In 1994, Nash shared the Nobel Memorial Prize in Economic Sciences with Reinhard Selten and John Harsanyi.
In 1998, the journalist Sylvia Nasar published a book about Nash’s personal life and his struggles with mental illness. In 2001, the book, entitled A Beautiful Mind (see “Books About Nash” below), was made into a successful film directed by Ron Howard, with Russell Crowe playing the part of Nash.
Nash died in a car crash in New Jersey in 2015, at the age of 86.
Nash’s Ideas
Nash was first and foremost a gifted mathematician. He made significant contributions, not just to game theory, but also to the fields of partial differential equations and differential geometry.
However, for the purposes of this article, we will focus on his contribution to game theory, which is the work that influenced the discipline of economics.
Nash’s work in economics consisted of highly technical, mathematical contributions to the field of game theory. The Nobel Prize committee stated that Nash:
[i]ntroduced the distinction between cooperative games, in which binding agreements can be made, and non-cooperative games, where binding agreements are not feasible [and] [d]eveloped an equilibrium concept for non-cooperative games that now is called Nash equilibrium.
In addition to his early formal work on game theory, in his later years, Nash developed an interest in the broader issues of political economy, notably, the role of money.
In this late work, Nash criticized Keynesian-style government intervention in the economy on the ground that whatever the short-term benefits might be, in the long run (which John Maynard Keynes famously deprecated!), it would undermine the value of the currency.
Nash put forward the idea of an world-wide “industrial consumption price index” designed to support the creation of a system of “ideal money,” which would be more stable and would foster greater trust than the various existing monetary systems, which are subject to government manipulation.
Nash acknowledged the influence of Friedrich Hayek on this aspect of his thinking.
Selected Works by Nash
1. Works Authored or Co-authored by Nash
“Non-Cooperative Games,”PhD dissertation, Princeton University (1950).
“Equilibrium Points in n-Person Games,” Proceedings of the National Academy of Sciences, USA, 36: 48–49 (1950).
“The Bargaining Problem,” Econometrica, 18: 155–162 (1950).
“Non-Cooperative Games,” Annals of Mathematics, 54: 286–295 (1951).
“Two-Person Cooperative Games,” Econometrica, 21: 128–140 (1953).
“A Comparison of Treatments of a Duopoly Situation,” with J.P. Mayberry and M. Shubik, Econometrica, 21: 141–154 (1953).
“Some Experimental n-Person Games,” with G.K. Kalisch, J.W. Milnor, and E.D. Nering, in R.M. Thrall, C.H. Coombs, and R.L. Davis, eds., Decision processes. New York: Wiley; pp. 301–327 (1954).

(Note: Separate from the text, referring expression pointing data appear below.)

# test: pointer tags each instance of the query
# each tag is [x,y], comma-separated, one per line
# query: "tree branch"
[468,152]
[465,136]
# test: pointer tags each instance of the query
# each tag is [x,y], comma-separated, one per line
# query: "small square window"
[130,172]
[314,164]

Essays on Game Theory (1997).
The Essential John Nash, edited by Harold W. Kuhn and Sylvia Nash (2001).
2. Book Co-edited by Nash
Open Problems in Mathematics, with Michael Th. Rassias (2016).
Selected Books About Nash
Kuhn, Harold W., et al., “The Work of John Nash in Game Theory,” Nobel Seminar (1994).

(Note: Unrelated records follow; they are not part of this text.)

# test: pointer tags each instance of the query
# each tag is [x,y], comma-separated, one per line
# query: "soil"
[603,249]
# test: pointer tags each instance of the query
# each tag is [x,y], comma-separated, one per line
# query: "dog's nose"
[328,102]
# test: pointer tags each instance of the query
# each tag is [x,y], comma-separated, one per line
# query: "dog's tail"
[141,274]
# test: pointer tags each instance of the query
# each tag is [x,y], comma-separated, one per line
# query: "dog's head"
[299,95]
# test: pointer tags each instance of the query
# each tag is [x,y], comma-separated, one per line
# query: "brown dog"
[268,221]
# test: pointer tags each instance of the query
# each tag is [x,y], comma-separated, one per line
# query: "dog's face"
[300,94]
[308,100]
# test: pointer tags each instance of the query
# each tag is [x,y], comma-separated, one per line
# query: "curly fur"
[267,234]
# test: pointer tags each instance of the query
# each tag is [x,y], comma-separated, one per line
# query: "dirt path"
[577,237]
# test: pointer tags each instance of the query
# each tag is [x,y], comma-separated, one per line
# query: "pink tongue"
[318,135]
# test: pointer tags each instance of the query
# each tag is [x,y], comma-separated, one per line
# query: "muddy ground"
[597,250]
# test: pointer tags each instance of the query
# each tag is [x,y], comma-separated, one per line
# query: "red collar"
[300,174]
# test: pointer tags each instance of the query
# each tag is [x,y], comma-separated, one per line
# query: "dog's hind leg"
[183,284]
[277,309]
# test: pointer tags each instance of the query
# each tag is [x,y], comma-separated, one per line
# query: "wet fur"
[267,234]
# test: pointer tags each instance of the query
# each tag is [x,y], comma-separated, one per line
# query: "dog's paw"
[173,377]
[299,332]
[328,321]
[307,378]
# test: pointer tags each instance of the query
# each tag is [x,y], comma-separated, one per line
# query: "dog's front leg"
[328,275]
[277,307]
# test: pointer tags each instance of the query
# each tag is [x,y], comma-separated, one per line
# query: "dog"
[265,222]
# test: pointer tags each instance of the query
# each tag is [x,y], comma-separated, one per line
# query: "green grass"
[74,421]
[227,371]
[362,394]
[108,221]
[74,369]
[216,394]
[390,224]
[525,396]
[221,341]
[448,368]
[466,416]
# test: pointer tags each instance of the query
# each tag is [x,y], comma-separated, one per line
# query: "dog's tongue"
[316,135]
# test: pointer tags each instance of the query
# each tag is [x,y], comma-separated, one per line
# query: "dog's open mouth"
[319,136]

Kuhn, Harold W., Louis Nirenberg, and Peter Sarnak, eds., A Celebration of John F. Nash Jr. (1996).
Kuhn, Harold W., ed., Classics in Game Theory (1997).
Nash, Sylvia, A Beautiful Mind (1998).
Siegfried, Tom, A Beautiful Math: John Nash, Game Theory, and the Modern Quest for a Code of Nature (2006).
Thomson, William, ed., Bargaining and the Theory of Cooperative Games: John Nash and Beyond (2010).